We will probably never know the balance of factors which underpinned his championing of the AIDS denialists – and, to a large extent, it does not matter what they were. What is clear is that Mbeki has never repudiated his earlier defence of them and he continues to question rather than endorse the science of AIDS (refusing to have an HIV test, for example, because it would be ‘confirming a particular paradigm’).45
Mbeki's withdrawal from public commentary on AIDS was, however, far from total. In September 2001 he suggested that AIDS deaths had been overestimated and that the government's social and health priorities should be revisited.46 The following month, an MRC cause-of-death study,47 embargoed by government, was leaked to the media: it showed that death rates had increased substantially in the population, especially for young people.

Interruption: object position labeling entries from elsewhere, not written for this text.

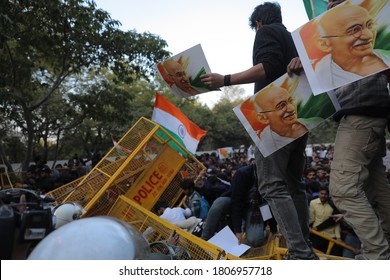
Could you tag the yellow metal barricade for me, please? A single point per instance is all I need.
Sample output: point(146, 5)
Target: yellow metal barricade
point(157, 230)
point(145, 165)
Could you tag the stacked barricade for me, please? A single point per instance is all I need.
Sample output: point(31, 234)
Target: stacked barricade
point(159, 232)
point(145, 165)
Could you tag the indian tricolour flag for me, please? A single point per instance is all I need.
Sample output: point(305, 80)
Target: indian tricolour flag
point(181, 128)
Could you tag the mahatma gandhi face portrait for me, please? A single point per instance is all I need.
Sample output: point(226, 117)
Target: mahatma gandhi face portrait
point(348, 32)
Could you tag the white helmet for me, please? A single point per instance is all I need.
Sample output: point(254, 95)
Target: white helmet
point(94, 238)
point(66, 213)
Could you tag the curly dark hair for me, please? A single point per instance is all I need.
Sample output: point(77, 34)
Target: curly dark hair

The Department of Health responded by putting out a joint statement with Statistics South Africa (South Africa's official statistics body) saying that the ‘MRC research is not absolutely definitive and its mortality rates are estimates rather than exact calculations because they rest on various assumptions’.48 This was disputed by the MRC researchers (who pointed out that the mortality figures were data, not estimates) and Makgoba was put under pressure to withdraw the report, but did not.49
Interviewed shortly before his tenure came to an end at the MRC in August 2002, Makgoba observed that the cause-of-death study was ‘a ground-breaking report in a country where denials rule the day’. He went on to complain about the great pressure on the MRC for it to ‘toe the party line and become the trusted scientific voice that justifies unscientific findings or pseudo-scientific ideas’, saying that this approach has ‘never worked successfully anywhere where excellent science is being done’.50
Makgoba was an important champion of the independence of the MRC. After he left, there was no further conflict with government and, instead, by the end of 2005 concerns were mounting that the MRC may have been taking on board some of the Health Minister's agenda. For example, the MRC had research discussions with, and accepted payment (for ‘workshops’) from the Rath Health Foundation, a multinational enterprise which claims that its vitamins cure cancer and AIDS51 – and which, as discussed below, has been supported by the Health Minister.52 This illustrates that even institutionally independent bodies can be de facto more or less independent of government depending on who is in charge.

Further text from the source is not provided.